1.1 Write a function named same that takes a string as input, and simply returns that string.

1.2 Write a function called same_thing that returns the parameter, unchanged.

  1. Write a function called add that takes any number as its input and returns that sum with 2 added.

2.1 Write a function called subtract_three that takes an integer or any number as input, and returns that number minus three.

2.2 Write a function called change that takes one number as its input and returns that number, plus 7.

  1. Write a function called change that takes any string, adds “Nice to meet you!”, and returns that new string.

3.1 Write a function named intro that takes a string as input. Given the string “Becky” as input, the function should return: “Hello, my name is Becky and I love SI 106.”

3.2 Write a function called s_change that takes one string as input and returns that string, concatenated with the string “for fun.”.

  1. Write a function, accum, that takes a list of integers as input and returns the sum of those integers.
Write a function named total that takes a list of integers as input, and returns the total value of all those integers added together.

4.2 Write a function called count that takes a list of numbers as input and returns all of the elements added togther.

  1. Write a function, length, that takes in a list as the input. If the length of the list is greater than or equal to 5, return “Longer than 5”. If the length is less than 5, return “Less than 5”.
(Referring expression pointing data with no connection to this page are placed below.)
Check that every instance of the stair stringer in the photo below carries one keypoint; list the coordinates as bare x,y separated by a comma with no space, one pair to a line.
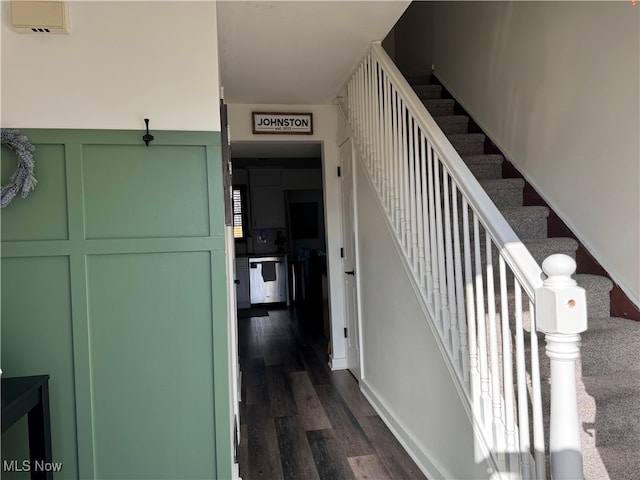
381,256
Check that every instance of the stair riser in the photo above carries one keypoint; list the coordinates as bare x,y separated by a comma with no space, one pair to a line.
438,110
504,197
453,127
485,172
468,148
426,92
531,227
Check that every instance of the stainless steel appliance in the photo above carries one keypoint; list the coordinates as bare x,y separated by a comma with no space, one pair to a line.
268,279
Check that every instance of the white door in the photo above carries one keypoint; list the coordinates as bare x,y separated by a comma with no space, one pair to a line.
348,261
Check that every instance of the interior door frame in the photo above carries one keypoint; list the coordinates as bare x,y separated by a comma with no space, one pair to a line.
357,327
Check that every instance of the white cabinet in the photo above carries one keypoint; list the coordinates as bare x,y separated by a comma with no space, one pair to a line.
243,288
267,198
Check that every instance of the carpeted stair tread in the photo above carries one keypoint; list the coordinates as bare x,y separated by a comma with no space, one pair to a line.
484,166
505,192
608,372
542,248
468,143
418,77
528,222
613,383
610,345
439,106
453,123
619,463
428,91
617,419
597,290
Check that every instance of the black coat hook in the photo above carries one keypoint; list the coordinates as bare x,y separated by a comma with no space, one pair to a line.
147,137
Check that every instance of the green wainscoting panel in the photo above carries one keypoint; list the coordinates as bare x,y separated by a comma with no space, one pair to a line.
114,283
48,199
36,339
150,332
137,191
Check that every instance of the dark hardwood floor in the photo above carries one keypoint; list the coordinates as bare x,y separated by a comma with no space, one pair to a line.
300,420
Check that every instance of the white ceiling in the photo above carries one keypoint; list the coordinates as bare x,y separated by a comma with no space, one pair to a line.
296,52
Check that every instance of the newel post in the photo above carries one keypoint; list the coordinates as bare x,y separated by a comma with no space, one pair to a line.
561,313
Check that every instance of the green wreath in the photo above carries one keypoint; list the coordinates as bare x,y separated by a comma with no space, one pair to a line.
22,179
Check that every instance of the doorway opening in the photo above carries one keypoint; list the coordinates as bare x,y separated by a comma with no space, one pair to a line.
279,229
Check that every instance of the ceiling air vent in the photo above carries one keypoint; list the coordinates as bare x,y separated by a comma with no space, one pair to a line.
39,17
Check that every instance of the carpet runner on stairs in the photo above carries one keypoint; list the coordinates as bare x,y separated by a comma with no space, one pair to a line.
609,383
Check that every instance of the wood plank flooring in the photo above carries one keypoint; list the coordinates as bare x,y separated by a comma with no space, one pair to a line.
299,420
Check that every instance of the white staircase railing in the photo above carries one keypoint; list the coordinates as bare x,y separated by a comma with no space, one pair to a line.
479,282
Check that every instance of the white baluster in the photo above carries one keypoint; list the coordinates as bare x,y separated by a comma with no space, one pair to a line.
521,374
423,233
507,367
433,238
482,333
562,316
474,372
496,397
446,321
463,354
451,291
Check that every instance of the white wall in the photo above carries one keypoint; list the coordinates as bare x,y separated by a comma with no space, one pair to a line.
555,84
122,62
403,371
325,132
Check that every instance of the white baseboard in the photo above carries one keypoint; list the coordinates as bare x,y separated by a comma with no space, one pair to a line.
413,448
339,363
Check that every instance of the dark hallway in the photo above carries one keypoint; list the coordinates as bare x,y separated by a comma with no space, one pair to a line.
299,419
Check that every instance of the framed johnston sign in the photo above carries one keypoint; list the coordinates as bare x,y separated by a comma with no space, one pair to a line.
283,123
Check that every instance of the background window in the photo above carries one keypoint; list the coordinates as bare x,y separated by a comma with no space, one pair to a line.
239,212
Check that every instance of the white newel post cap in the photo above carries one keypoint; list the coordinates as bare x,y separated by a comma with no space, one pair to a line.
561,305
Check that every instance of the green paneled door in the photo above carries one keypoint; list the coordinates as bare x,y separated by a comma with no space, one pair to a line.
113,283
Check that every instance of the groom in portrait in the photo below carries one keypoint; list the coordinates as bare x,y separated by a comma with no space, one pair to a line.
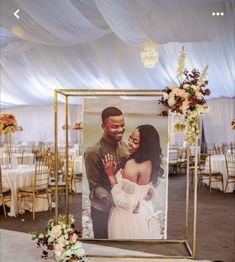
113,125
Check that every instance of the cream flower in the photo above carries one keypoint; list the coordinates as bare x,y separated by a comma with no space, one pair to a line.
165,96
56,231
172,86
171,101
5.1 Write a function named num_test that takes a number as input. If the number is greater than 10, the function should return “Greater than 10.” If the number is less than 10, the function should return “Less than 10.” If the number is equal to 10, the function should return “Equal to 10.”

5.2 Write a function called decision that takes a string as input, and then checks the number of characters. If it has over 17 characters, return “This is a long string”, if it is shorter or has 17 characters, return “This is a short string”.

  1. You will need to write two functions for this problem. The first function, divide that takes in any number and returns that same number divided by 2. The second function called sum should take any number, divide it by 2, and add 6. It should return this new number. You should call the divide function within the sum function. Do not worry about decimals.

6.1 Write two functions, one called addit and one called mult. addit takes one number as an input and adds 5. mult takes one number as an input, and multiplies that input by whatever is returned by addit, and then returns the result.